HWT Christmas Gift Guide

Chickenbone Church Reunion
by Wendy Daughdrill & Anita Havens

Elderly men are being murdered in rural Calhoun County, Mississippi. Not just murdered but brutally murdered by close range shotgun blasts to the face. Sheriff's deputies Scott Griffin and Angela Woodard only have one real lead to pursue, a 68-year-old photograph, well that and Scott's 85-year-old grandmother whose memories of a murder committed under color of law in depression ravaged prohibition era Mississippi could hold the key to catching the killer.

I have to say that I really liked this book. It is well written with believable characters, realistic dialogue and a story which never bogs down. The mother/daughter writing team describe the South and southerners as only natives can and base their novel on real events (but change the names, as they explain, to protect the guilty).

The book tells two stories one taking place in 1999 and the other in 1931. In 1931 a group of men, most really only boys, fight the crushing poverty of the Great Depression by producing moonshine whiskey, which they sell to a fellow in Chicago named Mr.

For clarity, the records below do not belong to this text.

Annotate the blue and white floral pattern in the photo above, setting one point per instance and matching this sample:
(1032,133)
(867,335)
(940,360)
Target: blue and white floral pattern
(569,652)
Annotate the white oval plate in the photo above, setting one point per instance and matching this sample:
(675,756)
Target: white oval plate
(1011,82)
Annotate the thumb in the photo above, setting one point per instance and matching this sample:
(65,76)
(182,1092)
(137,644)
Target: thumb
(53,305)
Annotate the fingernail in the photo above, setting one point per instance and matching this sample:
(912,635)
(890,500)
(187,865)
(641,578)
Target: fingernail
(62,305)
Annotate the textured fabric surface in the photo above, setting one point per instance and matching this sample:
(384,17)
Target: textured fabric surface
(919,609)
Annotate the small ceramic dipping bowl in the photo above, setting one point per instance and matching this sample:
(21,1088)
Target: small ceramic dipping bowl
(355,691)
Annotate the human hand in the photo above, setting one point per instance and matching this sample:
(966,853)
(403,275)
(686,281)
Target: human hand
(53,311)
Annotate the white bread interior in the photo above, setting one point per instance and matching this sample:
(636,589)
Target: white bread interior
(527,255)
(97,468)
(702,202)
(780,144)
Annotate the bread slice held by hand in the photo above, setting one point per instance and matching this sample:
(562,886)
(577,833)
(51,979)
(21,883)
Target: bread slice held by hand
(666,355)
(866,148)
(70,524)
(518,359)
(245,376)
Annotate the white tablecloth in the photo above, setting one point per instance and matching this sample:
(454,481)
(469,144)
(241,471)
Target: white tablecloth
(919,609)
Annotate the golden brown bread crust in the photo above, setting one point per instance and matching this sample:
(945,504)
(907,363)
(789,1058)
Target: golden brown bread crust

Capone. One night the loading of the jugs of whiskey onto the northbound train goes horribly wrong as Revenue agents catch one of the moonshiners alone and murder him when he will not reveal the names of his fellows or the location of their still. The crime is witnessed by his younger brother and his brother's girlfriend.

This murder sets a chain of events going which change lives and culminate nearly 70 years in the future when people find that the past cannot always be left in the past.

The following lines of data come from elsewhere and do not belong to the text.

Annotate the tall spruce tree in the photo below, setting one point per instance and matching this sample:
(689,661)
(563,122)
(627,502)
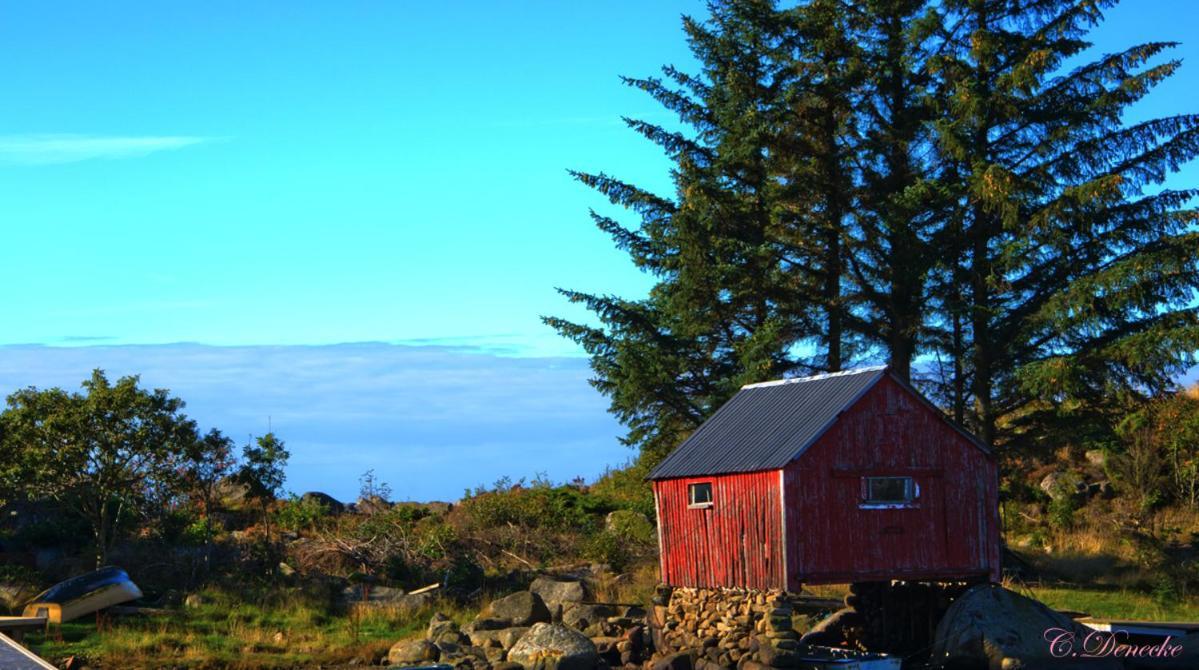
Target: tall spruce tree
(712,320)
(1082,271)
(902,179)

This book bills itself as a "hilarious murder mystery" and there is humor aplenty. For example we find out how far some women will go to get even with a cheating boyfriend (boxer shorts + poison ivy = well you can imagine) and we get to see what happens when firecrackers are dropped into the cesspit under an outhouse (hint, methane explodes). Yet to me the best part of the story was the story.

During the Great Depression people actually starved to death. Tens of thousands of men were driven to leave their homes and families and walk the roads and rails looking for whatever work they could find. Some chose armed robbery and their names became household words like Bonny and Clyde and Ma Barker. Others found that making corn whiskey would put food on the table and keep the bank from foreclosing on the farm.

This book reminds us that hard times force hard choices and that bad laws are often enforced by bad men. It would make a fine gift for anyone who likes to read or has a particular interest in the Prohibition era.